By Bethany Clough The Fresno Bee Published 11/08/03 05:55:15

A second hearing about the effects of a proposed casino on Highway 190 will be held Dec. 2, Tulare County supervisors announced Friday.

 

 

Eagle Mountain Casino, on the Tule River Indian Reservation, hopes to close its current location and

 

build a new casino, hotel and entertainment hall between Porterville and Springville.

 

Opponents are invited to speak from 1:30 to 2:30 p.m., and proponents can speak from 2:30 to 3:30 p.m. in the board chambers at the county civic center in Visalia.

 

 

The announcement comes a few weeks after the first meeting last month about the casino's proposed move.

During that hearing, three opponents were interrupted by Chairman Jim Maples, who encouraged them to stay on topic. None of the supporters of the casino were cut off.

 

 

Dozens of angry letters, e-mails and phone calls followed, and on Friday, supervisors announced the second meeting.

 

 

Maples said after last week's supervisor meeting that the casino supporters also strayed from what supervisors wanted them to talk about.

 

 

"We wanted them to talk more about water and such things," he said.

"I coached a bad game," he later told The Bee. "I was wrong. I admit it."

The supervisors will seek comments at the December meeting about impacts the casino would have on the land and people living in the communities around it.

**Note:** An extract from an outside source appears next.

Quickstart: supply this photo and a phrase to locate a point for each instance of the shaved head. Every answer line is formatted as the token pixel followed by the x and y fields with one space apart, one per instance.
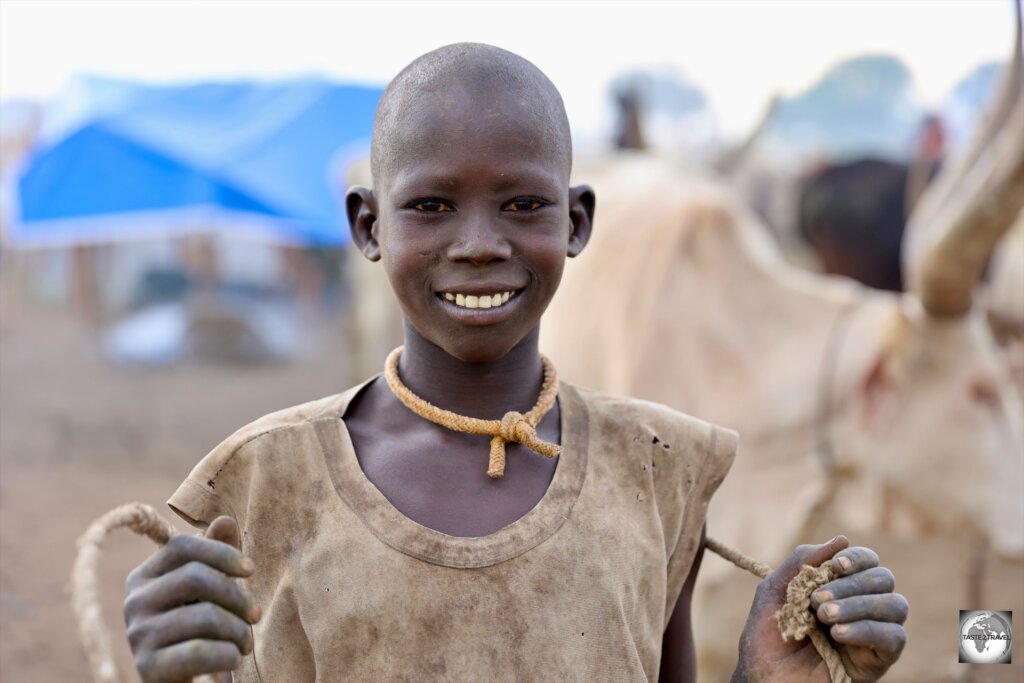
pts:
pixel 486 74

The county is negotiating privately with the tribe about how to handle such impacts.

 

 

In a news release announcing the Dec. 2 hearing, supervisors stressed that they have no jurisdiction in the casino's proposed move. Gambling is legal on the 40 acres of trust land where the Tule River tribe proposes to build, they said.

 

 

But the tribe needs approval for the casino from the U.S. Secretary of the Interior and the governor. The Secretary of the Interior is required to consult with local officials to determine the impacts of a casino on the land and people around it.

The board will not make policy decisions during the meeting.

 

 

The Tule River Tribe has asked the supervisors to support their relocation, but any consideration of that decision would be publicized and done in a public hearing, Maples said.